The description and claims of this application and term " first ", " second ", " third ", " in above-mentioned attached drawing The (if present)s such as four " are to be used to distinguish similar objects, without being used to describe a particular order or precedence order.It should manage The data that solution uses in this way are interchangeable under appropriate circumstances, so that embodiments herein described herein for example can be to remove Sequence other than those of illustrating or describe herein is implemented.In addition, term " includes " and " having " and theirs is any Deformation, it is intended that cover it is non-exclusive include, for example, containing the process, method of a series of steps or units, system, production Product or equipment those of are not necessarily limited to be clearly listed step or unit, but may include be not clearly listed or for this A little process, methods, the other step or units of product or equipment inherently.

For the assessment at present to the expression learning model of unsupervised mode training dependent on subsequent machine learning task Assessment result, leads to that the unsupervised cycle of training for indicating learning model extends, training speed slows down, training time increased costs Problem, this application provides the methods that quantitative evaluation can be realized in one kind in the training process, and this method is particular by two kinds What at least one of quantizating index was realized, a kind of quantizating index is marked in advance to low volume data, according to model training into The dimension that degree calculates a kind of characterization model classification capacity in real time carries out quantitative evaluation, and another quantizating index is to determine a small amount of full mistake The sample of journey tracking periodically calculates the similarity that result is indicated with full dose, the stability of assessment result, to realize to model The assessment of stability.

User is made to be no longer dependent on subsequent machine learning task for this method you can learn that training condition, whole table dendrography The training iterative process of habit is greatly speeded up, and is eliminated and subsequent added a model training, adjustment and assess the spent time. Moreover, this method provides quantitative evaluation as a result, can by different parameters combine performance determine the subsequent method of adjustment of model, On the one hand historical experience is avoided relying on, subjectivity leads to by force the problem of being easy error, on the other hand makes the automatic of hyper parameter Adjusting is possibly realized.

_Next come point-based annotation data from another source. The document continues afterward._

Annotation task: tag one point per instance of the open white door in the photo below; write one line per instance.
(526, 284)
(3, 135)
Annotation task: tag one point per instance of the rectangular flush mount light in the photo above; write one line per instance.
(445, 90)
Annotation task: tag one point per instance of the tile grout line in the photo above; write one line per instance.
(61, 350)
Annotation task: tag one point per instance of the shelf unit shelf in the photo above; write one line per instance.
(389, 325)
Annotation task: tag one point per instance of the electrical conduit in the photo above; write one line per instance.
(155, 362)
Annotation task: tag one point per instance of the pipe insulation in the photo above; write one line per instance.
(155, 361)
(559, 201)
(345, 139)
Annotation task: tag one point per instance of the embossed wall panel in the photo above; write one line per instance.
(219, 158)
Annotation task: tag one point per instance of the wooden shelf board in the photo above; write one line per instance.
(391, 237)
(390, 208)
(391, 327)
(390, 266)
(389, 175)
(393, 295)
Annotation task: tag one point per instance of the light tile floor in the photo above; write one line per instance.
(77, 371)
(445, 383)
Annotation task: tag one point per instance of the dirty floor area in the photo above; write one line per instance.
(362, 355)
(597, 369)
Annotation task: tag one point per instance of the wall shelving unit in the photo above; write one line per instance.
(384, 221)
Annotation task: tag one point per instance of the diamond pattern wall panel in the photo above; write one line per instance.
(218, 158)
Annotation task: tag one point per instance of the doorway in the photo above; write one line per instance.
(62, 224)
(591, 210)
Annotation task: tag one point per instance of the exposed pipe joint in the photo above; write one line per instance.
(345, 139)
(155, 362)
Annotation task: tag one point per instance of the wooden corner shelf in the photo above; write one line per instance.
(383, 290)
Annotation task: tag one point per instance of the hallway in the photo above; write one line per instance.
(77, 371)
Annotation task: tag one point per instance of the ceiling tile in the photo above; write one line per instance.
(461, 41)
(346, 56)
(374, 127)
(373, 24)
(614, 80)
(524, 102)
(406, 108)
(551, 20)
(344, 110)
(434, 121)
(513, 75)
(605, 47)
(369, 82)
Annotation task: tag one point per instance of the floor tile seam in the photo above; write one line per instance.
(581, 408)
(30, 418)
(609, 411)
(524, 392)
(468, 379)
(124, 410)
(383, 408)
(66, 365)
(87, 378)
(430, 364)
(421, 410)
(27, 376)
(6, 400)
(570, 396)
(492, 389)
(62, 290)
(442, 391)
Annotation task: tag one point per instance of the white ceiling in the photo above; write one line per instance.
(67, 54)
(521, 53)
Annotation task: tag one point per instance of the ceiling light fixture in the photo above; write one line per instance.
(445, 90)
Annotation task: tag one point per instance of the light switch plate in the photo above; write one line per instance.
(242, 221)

It is appreciated that the appraisal procedure provided by the present application for indicating learning model can be applied to arbitrarily have data processing The processing equipment of ability, the processing equipment can be terminal, be also possible to server.Wherein, terminal can be desktop computer Desktop is also possible to the portable mobile terminal equipments such as tablet computer, smart phone, can also be mainframe etc..Service Device, which refers to, provides the equipment of the service of calculating, can be independent calculating equipment, is also possible to the meter of multiple calculating equipment compositions Calculate cluster.

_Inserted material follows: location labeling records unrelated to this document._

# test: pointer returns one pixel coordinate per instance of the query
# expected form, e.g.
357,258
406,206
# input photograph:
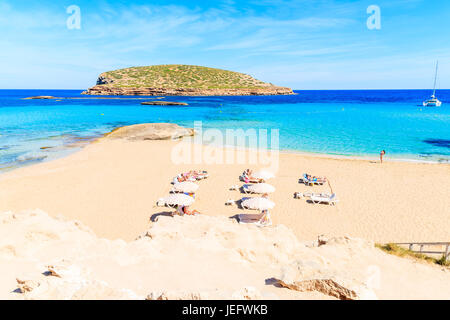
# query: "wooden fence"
423,245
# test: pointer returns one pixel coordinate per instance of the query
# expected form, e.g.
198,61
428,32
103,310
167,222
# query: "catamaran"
433,101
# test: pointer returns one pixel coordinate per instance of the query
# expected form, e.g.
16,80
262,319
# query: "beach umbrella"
258,204
185,186
263,174
179,199
261,188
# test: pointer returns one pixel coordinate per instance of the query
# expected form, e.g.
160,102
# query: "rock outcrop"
163,103
105,90
150,131
181,80
215,257
41,97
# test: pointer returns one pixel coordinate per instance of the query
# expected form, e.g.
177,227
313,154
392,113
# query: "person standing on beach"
382,153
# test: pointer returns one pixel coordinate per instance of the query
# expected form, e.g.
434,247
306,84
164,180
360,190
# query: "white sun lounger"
246,190
311,182
330,199
261,220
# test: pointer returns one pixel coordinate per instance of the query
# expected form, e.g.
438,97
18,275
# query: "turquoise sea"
356,123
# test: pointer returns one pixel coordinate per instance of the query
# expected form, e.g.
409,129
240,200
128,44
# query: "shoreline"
78,146
112,186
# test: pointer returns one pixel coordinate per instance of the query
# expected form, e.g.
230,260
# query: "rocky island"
181,80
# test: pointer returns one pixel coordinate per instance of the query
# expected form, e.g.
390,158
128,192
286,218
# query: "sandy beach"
112,186
73,225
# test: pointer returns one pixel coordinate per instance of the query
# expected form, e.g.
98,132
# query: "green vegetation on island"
179,76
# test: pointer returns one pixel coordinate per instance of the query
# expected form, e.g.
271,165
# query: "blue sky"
315,44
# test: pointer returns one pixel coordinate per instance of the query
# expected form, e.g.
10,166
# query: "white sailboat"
433,101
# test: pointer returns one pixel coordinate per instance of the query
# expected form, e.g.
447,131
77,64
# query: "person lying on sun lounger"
262,219
191,176
182,210
307,178
247,177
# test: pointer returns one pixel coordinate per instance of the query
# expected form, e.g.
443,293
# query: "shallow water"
349,123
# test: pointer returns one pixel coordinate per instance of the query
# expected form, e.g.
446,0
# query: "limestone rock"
163,103
176,295
151,131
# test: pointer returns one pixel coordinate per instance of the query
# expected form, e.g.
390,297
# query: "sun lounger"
261,220
324,198
313,180
245,189
248,179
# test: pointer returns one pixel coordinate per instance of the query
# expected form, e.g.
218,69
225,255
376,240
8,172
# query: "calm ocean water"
349,123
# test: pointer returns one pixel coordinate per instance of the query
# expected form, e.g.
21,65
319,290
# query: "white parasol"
186,186
263,174
261,188
179,199
258,204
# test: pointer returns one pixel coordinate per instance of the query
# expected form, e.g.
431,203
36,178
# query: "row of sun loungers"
311,180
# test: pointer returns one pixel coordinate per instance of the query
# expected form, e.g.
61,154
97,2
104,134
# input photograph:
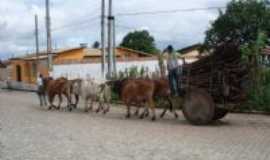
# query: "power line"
168,11
71,25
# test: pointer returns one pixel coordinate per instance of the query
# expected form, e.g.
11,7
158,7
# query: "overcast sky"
76,21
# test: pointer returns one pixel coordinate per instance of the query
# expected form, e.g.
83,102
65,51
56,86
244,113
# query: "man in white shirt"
174,70
41,91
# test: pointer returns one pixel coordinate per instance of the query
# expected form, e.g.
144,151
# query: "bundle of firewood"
222,74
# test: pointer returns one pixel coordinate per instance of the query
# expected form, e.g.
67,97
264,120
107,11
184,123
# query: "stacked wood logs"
222,74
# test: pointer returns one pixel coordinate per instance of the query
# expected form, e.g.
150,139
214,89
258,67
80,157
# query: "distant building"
77,62
192,53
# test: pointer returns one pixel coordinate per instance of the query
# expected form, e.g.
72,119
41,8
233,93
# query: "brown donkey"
136,92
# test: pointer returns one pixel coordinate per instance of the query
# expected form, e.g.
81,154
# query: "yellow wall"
76,55
28,74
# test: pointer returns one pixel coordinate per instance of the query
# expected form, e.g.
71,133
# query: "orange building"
25,68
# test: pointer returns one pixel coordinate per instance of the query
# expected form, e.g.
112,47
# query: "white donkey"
91,91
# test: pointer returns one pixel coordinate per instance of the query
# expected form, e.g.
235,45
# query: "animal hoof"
161,116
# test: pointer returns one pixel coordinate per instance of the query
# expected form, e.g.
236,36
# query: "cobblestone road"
28,132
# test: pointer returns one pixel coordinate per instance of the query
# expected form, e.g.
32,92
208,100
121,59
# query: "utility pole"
49,39
110,47
103,49
114,49
37,44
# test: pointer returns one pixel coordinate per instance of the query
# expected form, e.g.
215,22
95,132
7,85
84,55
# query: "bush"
259,97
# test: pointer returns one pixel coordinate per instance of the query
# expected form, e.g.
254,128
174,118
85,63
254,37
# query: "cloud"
75,22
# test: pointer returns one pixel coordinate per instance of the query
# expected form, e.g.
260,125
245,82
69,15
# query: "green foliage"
132,72
259,98
241,23
259,92
141,41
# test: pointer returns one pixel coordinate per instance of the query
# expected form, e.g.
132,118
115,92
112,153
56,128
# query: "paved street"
28,132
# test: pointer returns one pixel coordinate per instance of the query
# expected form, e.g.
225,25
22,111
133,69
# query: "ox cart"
212,84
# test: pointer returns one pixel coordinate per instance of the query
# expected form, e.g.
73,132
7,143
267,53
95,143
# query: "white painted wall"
72,71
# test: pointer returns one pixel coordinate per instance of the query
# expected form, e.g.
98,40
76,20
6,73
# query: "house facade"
73,63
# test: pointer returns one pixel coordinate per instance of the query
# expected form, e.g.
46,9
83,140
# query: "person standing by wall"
174,71
41,91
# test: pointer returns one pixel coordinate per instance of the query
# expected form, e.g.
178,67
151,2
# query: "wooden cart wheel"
199,107
220,113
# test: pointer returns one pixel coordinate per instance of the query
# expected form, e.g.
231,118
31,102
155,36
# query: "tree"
240,23
96,44
141,41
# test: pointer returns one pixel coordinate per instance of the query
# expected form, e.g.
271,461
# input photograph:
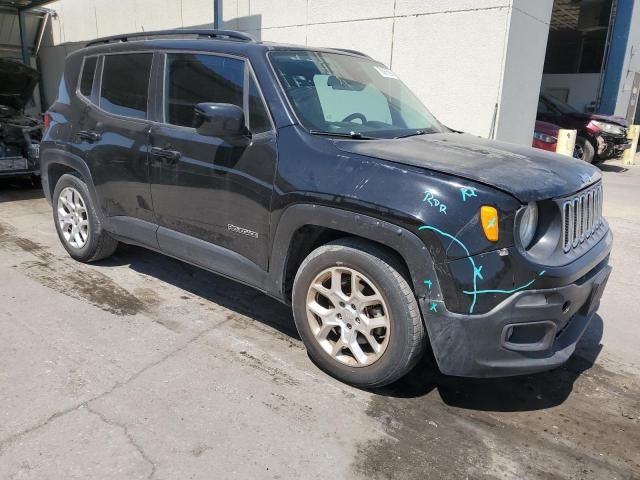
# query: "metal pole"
23,37
43,27
217,14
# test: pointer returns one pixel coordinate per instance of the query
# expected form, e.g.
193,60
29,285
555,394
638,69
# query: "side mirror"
219,120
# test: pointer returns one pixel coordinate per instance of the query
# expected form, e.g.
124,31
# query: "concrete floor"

The appraisal procedure provided by the present application for indicating learning model can be stored in the form of a computer program processing and set In standby, processing equipment realizes the appraisal procedure of above-mentioned expression learning model by executing the computer program.Wherein, computer journey Sequence can be independent, be also possible to run on functional module, plug-in unit or small routine etc. on other programs.

In practical application, the appraisal procedure provided by the present application for indicating learning model can be, but not limited to be applied to as schemed In application environment shown in 1.

As shown in Figure 1, terminal 102 is connect with database 104, training sample set, terminal 102 are stored in database 104 Sample is obtained from the training sample set in database 104, learning model is indicated using the training of unsupervised mode, in training process In, terminal 102 generates that similar sample is close and inhomogeneity for measuring based on the expression vector of each sample in first sample subset The first index that sample is mutually become estranged, the corresponding similarity vector generation of expression vector based on each sample in the second sample set are used for Measuring sample indicates that the second index of stability, terminal 102 determine table based at least one of the first index and the second index Show the training of learning model.

Next, from the angle of terminal to each step of the appraisal procedure provided by the embodiments of the present application for indicating learning model Suddenly it is described in detail.

The flow chart of the appraisal procedure of expression learning model shown in Figure 2, this method comprises:

S201: for the expression learning model being trained based on unsupervised mode, the expression learning model is generated Performance Evaluating Indexes.

In the present embodiment, the sample that terminal uses training sample to concentrate, training indicates study mould in the way of unsupervised Type.In order to assess the training condition for indicating learning model, terminal generates the Performance Evaluating Indexes for being directed to the expression learning model, uses Show learning model in evaluation table.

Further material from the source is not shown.